In what has been described as a first in the world of astronomy, researchers discovered a tailless comet, or, as scientist call it, a “Manx” comet. This is one celestial being that may provide the answer to many pressing questions about the origins and evolution of our solar system.
The tailless comet, which was given the official codename C2014/S3, got its more descriptive moniker from the tailless cat of the same name. Researchers noted that it is composed of rocky materials typically found near our planet. This in itself is a peculiarity, given that most comets are composed of frozen materials such as ice, and were formed in the freezing outer regions of solar systems.

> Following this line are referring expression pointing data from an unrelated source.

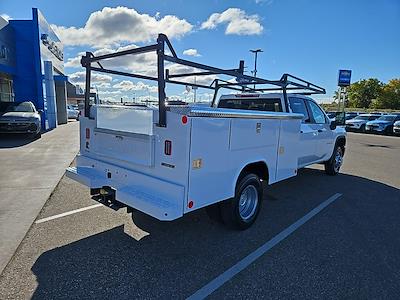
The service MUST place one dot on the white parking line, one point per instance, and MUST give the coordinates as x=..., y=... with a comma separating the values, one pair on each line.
x=217, y=282
x=67, y=213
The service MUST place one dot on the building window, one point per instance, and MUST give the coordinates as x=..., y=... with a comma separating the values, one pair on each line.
x=6, y=90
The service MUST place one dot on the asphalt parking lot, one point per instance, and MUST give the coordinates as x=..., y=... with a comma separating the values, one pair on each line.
x=350, y=249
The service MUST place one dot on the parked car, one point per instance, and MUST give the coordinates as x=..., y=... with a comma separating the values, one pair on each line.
x=383, y=124
x=396, y=127
x=351, y=115
x=358, y=123
x=20, y=118
x=73, y=113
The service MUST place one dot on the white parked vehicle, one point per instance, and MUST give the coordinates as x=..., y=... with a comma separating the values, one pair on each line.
x=173, y=160
x=72, y=112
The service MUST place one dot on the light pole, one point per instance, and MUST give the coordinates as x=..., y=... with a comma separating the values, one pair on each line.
x=255, y=51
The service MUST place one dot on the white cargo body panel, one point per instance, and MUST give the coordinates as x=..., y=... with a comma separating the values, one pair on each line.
x=226, y=144
x=207, y=149
x=125, y=118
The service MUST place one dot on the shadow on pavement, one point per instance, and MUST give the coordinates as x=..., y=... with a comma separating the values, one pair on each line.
x=179, y=257
x=15, y=140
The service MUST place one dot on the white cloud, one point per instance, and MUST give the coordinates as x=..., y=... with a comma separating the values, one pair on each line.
x=6, y=17
x=99, y=79
x=238, y=22
x=191, y=52
x=127, y=85
x=267, y=2
x=121, y=24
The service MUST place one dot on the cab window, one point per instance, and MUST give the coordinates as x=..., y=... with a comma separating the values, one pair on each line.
x=299, y=107
x=317, y=113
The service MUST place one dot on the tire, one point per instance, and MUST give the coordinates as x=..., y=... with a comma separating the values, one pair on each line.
x=241, y=211
x=332, y=166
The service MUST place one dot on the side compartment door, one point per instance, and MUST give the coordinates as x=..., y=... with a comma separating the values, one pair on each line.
x=308, y=134
x=320, y=123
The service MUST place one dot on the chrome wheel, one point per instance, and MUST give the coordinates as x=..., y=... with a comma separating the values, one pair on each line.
x=338, y=159
x=248, y=202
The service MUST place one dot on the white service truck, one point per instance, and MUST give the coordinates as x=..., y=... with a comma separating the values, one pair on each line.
x=170, y=160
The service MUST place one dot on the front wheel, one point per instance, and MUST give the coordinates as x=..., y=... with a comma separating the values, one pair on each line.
x=241, y=211
x=332, y=166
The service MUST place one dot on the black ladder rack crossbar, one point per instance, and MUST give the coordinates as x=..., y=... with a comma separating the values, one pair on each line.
x=286, y=83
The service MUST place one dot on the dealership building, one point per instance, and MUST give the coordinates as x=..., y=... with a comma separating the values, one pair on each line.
x=32, y=67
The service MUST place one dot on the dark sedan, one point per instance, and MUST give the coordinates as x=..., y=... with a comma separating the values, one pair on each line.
x=20, y=118
x=383, y=124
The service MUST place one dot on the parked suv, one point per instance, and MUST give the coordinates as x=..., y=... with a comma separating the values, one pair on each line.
x=383, y=124
x=20, y=118
x=396, y=127
x=358, y=123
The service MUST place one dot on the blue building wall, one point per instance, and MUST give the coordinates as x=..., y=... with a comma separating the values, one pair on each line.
x=30, y=53
x=26, y=78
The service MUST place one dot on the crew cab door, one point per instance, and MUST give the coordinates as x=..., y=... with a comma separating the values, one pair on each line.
x=320, y=123
x=308, y=133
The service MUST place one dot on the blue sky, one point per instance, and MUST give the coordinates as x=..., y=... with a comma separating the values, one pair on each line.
x=311, y=39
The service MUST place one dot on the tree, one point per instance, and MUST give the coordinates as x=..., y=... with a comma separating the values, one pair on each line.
x=362, y=93
x=390, y=95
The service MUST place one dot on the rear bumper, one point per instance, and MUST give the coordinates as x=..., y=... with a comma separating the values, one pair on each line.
x=156, y=197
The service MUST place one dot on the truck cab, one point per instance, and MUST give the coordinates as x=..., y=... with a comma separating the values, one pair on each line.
x=318, y=134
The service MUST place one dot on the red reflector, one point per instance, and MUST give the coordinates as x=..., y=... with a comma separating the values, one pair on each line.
x=184, y=119
x=168, y=147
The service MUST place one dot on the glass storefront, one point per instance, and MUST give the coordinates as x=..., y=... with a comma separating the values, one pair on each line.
x=6, y=88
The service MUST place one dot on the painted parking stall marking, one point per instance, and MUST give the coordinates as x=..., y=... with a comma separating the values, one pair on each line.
x=217, y=282
x=67, y=213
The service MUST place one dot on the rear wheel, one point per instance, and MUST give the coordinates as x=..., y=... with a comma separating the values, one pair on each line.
x=332, y=166
x=241, y=211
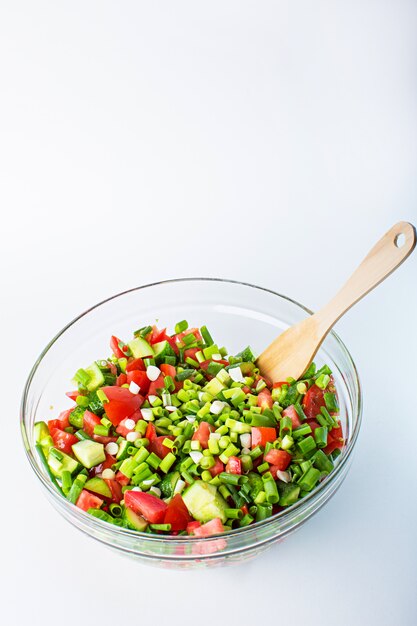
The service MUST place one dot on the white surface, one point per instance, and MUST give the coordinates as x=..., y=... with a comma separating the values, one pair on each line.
x=271, y=142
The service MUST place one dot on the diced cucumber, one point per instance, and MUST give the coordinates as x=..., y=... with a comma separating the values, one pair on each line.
x=66, y=464
x=161, y=350
x=135, y=521
x=168, y=483
x=288, y=493
x=96, y=376
x=41, y=431
x=89, y=453
x=122, y=452
x=214, y=387
x=204, y=502
x=76, y=417
x=98, y=485
x=140, y=348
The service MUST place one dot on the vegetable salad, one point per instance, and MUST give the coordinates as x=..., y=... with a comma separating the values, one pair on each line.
x=170, y=435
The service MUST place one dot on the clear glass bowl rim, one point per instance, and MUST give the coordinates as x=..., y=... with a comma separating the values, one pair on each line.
x=117, y=530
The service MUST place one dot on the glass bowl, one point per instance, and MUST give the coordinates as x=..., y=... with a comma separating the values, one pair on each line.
x=237, y=314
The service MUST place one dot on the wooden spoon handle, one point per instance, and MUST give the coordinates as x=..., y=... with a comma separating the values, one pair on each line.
x=390, y=251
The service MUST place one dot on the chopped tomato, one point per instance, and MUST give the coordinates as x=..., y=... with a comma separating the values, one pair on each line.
x=191, y=526
x=89, y=421
x=279, y=458
x=177, y=514
x=265, y=399
x=114, y=345
x=262, y=434
x=168, y=370
x=136, y=364
x=122, y=403
x=234, y=465
x=63, y=440
x=140, y=378
x=293, y=415
x=190, y=353
x=159, y=383
x=54, y=424
x=202, y=434
x=121, y=379
x=213, y=527
x=122, y=479
x=157, y=335
x=87, y=500
x=156, y=446
x=217, y=468
x=334, y=440
x=313, y=425
x=64, y=418
x=122, y=429
x=266, y=380
x=150, y=432
x=152, y=508
x=279, y=384
x=313, y=401
x=337, y=434
x=331, y=446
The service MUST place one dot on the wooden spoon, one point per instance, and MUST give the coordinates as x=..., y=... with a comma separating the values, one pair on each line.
x=292, y=352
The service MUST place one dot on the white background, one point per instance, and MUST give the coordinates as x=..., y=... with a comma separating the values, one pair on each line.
x=271, y=142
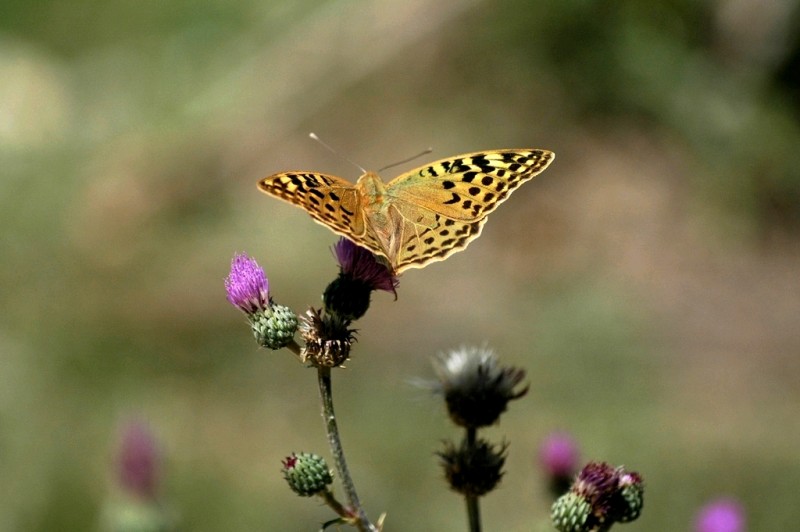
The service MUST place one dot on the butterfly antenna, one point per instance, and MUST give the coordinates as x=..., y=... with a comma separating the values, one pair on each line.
x=420, y=154
x=315, y=137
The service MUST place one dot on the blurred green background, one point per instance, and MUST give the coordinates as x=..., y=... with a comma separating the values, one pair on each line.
x=648, y=280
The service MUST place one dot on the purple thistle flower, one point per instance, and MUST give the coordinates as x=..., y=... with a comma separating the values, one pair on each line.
x=559, y=455
x=138, y=461
x=360, y=272
x=247, y=285
x=721, y=515
x=361, y=265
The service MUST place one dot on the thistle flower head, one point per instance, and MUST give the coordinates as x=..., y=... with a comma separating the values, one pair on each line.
x=721, y=515
x=600, y=496
x=248, y=289
x=247, y=285
x=475, y=387
x=473, y=469
x=360, y=272
x=327, y=338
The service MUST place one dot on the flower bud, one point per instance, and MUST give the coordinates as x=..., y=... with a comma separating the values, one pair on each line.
x=306, y=473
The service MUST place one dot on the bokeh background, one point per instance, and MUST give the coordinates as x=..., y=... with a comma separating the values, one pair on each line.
x=647, y=281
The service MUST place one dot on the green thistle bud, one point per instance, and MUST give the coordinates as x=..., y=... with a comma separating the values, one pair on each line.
x=571, y=513
x=306, y=473
x=274, y=326
x=327, y=339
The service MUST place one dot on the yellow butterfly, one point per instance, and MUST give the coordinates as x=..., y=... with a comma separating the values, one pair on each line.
x=419, y=217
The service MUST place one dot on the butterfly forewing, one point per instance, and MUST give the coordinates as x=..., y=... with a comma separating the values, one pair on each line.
x=469, y=187
x=328, y=199
x=433, y=211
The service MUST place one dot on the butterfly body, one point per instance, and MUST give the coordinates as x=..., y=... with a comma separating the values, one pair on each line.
x=422, y=216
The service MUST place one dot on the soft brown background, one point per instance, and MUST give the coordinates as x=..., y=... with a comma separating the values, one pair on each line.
x=647, y=281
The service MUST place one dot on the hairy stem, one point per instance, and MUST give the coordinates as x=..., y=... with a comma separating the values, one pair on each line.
x=326, y=396
x=473, y=510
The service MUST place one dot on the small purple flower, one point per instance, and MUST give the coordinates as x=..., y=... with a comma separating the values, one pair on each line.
x=247, y=285
x=138, y=461
x=559, y=455
x=721, y=515
x=361, y=265
x=360, y=272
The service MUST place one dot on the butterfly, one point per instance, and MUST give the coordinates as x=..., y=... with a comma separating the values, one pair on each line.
x=419, y=217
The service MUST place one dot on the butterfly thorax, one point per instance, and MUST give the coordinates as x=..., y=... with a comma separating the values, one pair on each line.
x=372, y=190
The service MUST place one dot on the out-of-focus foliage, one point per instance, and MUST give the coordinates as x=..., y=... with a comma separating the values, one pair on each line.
x=647, y=281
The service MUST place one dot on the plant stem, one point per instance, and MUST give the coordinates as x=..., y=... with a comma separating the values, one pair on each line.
x=326, y=396
x=473, y=510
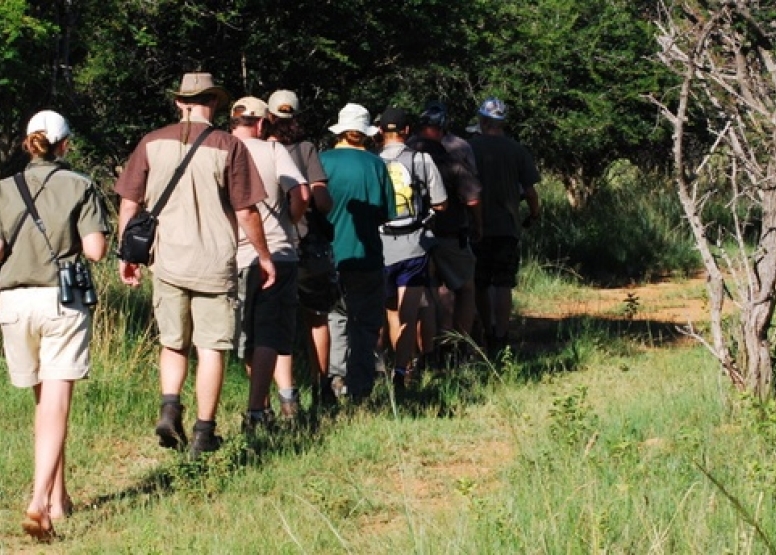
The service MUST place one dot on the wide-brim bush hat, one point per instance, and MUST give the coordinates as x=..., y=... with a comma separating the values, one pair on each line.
x=354, y=117
x=283, y=104
x=196, y=84
x=493, y=108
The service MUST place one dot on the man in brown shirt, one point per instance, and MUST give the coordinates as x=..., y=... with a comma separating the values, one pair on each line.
x=193, y=265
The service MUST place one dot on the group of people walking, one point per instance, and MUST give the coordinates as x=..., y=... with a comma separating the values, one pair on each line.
x=387, y=240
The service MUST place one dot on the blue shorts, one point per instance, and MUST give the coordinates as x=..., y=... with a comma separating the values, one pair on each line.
x=412, y=272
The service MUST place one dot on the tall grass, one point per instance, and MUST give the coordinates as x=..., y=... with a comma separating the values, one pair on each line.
x=631, y=229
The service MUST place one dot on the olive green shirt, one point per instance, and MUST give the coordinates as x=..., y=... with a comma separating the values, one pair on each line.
x=69, y=207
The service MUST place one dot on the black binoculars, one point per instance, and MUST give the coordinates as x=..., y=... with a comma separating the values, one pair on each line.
x=76, y=276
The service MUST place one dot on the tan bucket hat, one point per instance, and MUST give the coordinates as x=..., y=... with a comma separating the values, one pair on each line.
x=195, y=84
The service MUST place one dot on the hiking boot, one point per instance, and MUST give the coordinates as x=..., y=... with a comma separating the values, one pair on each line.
x=169, y=428
x=204, y=441
x=338, y=386
x=289, y=408
x=399, y=382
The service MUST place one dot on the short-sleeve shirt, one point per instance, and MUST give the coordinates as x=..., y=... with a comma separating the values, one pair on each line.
x=462, y=186
x=461, y=150
x=69, y=207
x=363, y=197
x=196, y=239
x=505, y=169
x=280, y=175
x=417, y=243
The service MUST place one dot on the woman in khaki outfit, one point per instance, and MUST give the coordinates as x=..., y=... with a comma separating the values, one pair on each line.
x=46, y=334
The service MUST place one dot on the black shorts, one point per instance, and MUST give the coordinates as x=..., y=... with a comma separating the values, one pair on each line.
x=498, y=260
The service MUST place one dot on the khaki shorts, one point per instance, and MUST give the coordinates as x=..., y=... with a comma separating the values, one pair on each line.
x=187, y=317
x=43, y=339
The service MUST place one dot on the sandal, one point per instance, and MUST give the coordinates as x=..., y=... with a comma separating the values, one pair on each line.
x=67, y=510
x=34, y=525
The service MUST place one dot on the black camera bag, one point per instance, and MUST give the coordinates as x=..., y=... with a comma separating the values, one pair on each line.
x=140, y=231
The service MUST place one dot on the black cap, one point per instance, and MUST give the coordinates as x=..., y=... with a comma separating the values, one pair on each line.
x=393, y=119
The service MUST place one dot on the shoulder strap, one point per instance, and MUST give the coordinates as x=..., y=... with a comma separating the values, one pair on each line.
x=24, y=191
x=179, y=173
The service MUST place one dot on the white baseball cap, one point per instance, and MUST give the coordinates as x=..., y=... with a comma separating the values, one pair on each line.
x=252, y=107
x=51, y=123
x=283, y=104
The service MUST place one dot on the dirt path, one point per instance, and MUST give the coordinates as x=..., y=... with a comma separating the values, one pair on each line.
x=655, y=312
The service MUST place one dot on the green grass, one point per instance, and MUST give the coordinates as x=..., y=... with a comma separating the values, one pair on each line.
x=604, y=442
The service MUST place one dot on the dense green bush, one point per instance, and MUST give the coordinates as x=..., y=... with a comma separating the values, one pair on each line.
x=632, y=229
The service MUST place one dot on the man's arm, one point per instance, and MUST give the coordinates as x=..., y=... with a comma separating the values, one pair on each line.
x=475, y=210
x=298, y=199
x=320, y=193
x=532, y=199
x=250, y=222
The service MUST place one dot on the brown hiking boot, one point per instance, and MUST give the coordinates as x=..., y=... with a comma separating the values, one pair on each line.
x=169, y=428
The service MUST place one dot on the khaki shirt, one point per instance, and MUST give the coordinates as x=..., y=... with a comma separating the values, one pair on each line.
x=196, y=239
x=70, y=208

With this in mind, it is possible that the Manx comet was formed relatively near Earth before getting shuttled off to the outer regions as planets settled into position in the solar system’s early days.
Aside from the recently discovered comet, the scientists involved in the new study are interested in finding out whether the Manx comet is a one-off anomaly or if there are others of its kind. This could point to clues regarding the timeline when the planets in our solar system made it to their current formation, and how they moved around to that end.
“Depending how many we find, we will know whether the giant planets danced across the solar system when they were young, or if they grew up quietly without moving much,” said study co-author Olivier Hainaut of the European Southern Observatory in a press release.
C/2014 S3 was first spotted in 2014 by the Pan-STARRS (Panoramic Survey Telescope and Rapid Response System), a network of telescopes designed to find fast-moving bodies in the evening skies. It was found with hardly a hint of a tail, about twice the distance of Earth from our Sun. According to study lead Karen Meech of the University of Hawaii, the tailless comet was found in perfect condition, hinting that it had been in the outer reaches of the solar system for quite a while, far away from the Sun’s exposure.
“We already knew of many asteroids, but they have all been baked by billions of years near the sun,” she said. “This one is the first uncooked asteroid we could observe — it has been preserved in the best freezer there is.”